Raid free companies that put statics together were more of a thing then, but now these aren't needed as much because we can form cross-world or cross-data center statics using discord servers and cross-world linkshells.
Paladins couldn't block magic, so many of their abilities were useless against the magic bosses we were facing. We had to face targets to block their attacks or auto-attack them. Parry was a stat that provided RNG mitigation, which means the mitigation would probably not be there when we needed it (against tank busters) and it didn't work against magic either. There were attacks on tanks that relied on parry to proc which made it even worse. We cried out for % damage reduction stat to replace it and we got it (Tenacity) in the next expansion, but people still don't care for the extra mitigation it provides.
Warriors' Raw Intuition would parry from the front and crit them from behind. To nullify crits, Awareness was always cross-classed and combined with Raw Intuition. But parry is parry which also only worked against physical attacks. A lot of the changes since have homogenized the mitigation because we would criticize it when they had significant differences like this.
We still had to reach an Accuracy cap so our attacks wouldn't miss.
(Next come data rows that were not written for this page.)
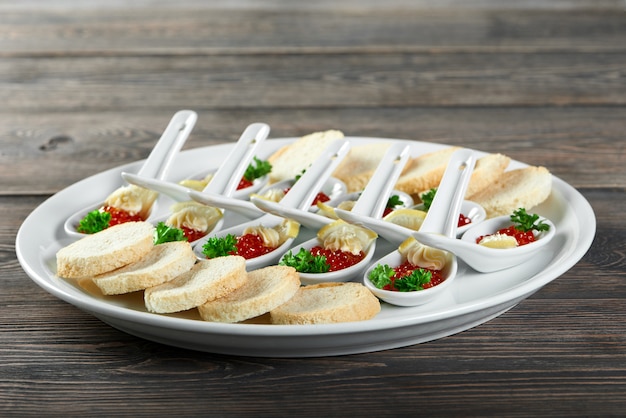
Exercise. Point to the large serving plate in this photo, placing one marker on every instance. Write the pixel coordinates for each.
(472, 299)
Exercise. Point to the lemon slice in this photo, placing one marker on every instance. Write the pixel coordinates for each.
(342, 236)
(498, 241)
(408, 218)
(194, 215)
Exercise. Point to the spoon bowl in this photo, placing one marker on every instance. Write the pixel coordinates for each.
(484, 259)
(441, 219)
(371, 202)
The developers were aware it added an extra annoying step to do raids, so it changed to Direct Hit in the next expansion.
We had to level other classes for basic abilities we wanted to cross-class, such as Provoke or Second Wind. We cried out for this to be changed somehow and we got Role Actions in the next expansion.
Everyone will tell you this, but Machinist and Bards had cast times causing a lot of Bards to quit the game. Nobody played them anymore, so the cast times were removed in the next expansion where the number of Bards exploded again.
The hardest Alliance Raid I ever remember was Weeping City, which everyone dubbed "Wiping City". The first boss had gazes, sticky web placement and DPS checks that became irrelevant the next time our item level increased. Although rare I did see wipes to it. The second boss was very difficult for people because they didn't kill adds or stood in their death aoes. They didn't prioritize the correct add in the transition phase (which is an easy dps check now) and they didn't understand the mechanics after it either. The healer check would wipe sometimes as well.
If they got through that, they had to fight Ozma. Ozma would frequently cause parties to abandon or people to leave in frustration (but their replacements allowed us to clear, so they were in fact the problem). Now, we skip to the transition phase too fast and if the second phase starts wiping, we kill it too quickly or survive easier because of item level.
I've seen people say that alliance raids after that were hard, but that hasn't been my experience. There were people who would abandon the first boss of Dun Scaith, but they were just impatient and the boss would usually be defeated. The last boss would wipe sometimes but it had a checkpoint. The last part with the orb mechanic would wipe parties but the boss began to kill itself as well, so we just had to survive. These mechanics are mostly intact today because we sync to the final tier item level.
I did Steps of Faith shortly after Heavensward released and it was easy. While someone would try to order people to certain tasks, I (and most other people) saw this as irrelevant and just killed the boss. Killing the boss worked as long as the tank mitigated and picked up the adds and the DPS threw some aoes on them. Healers needed to be ontop of the healing, but if not, we could release and sprint back.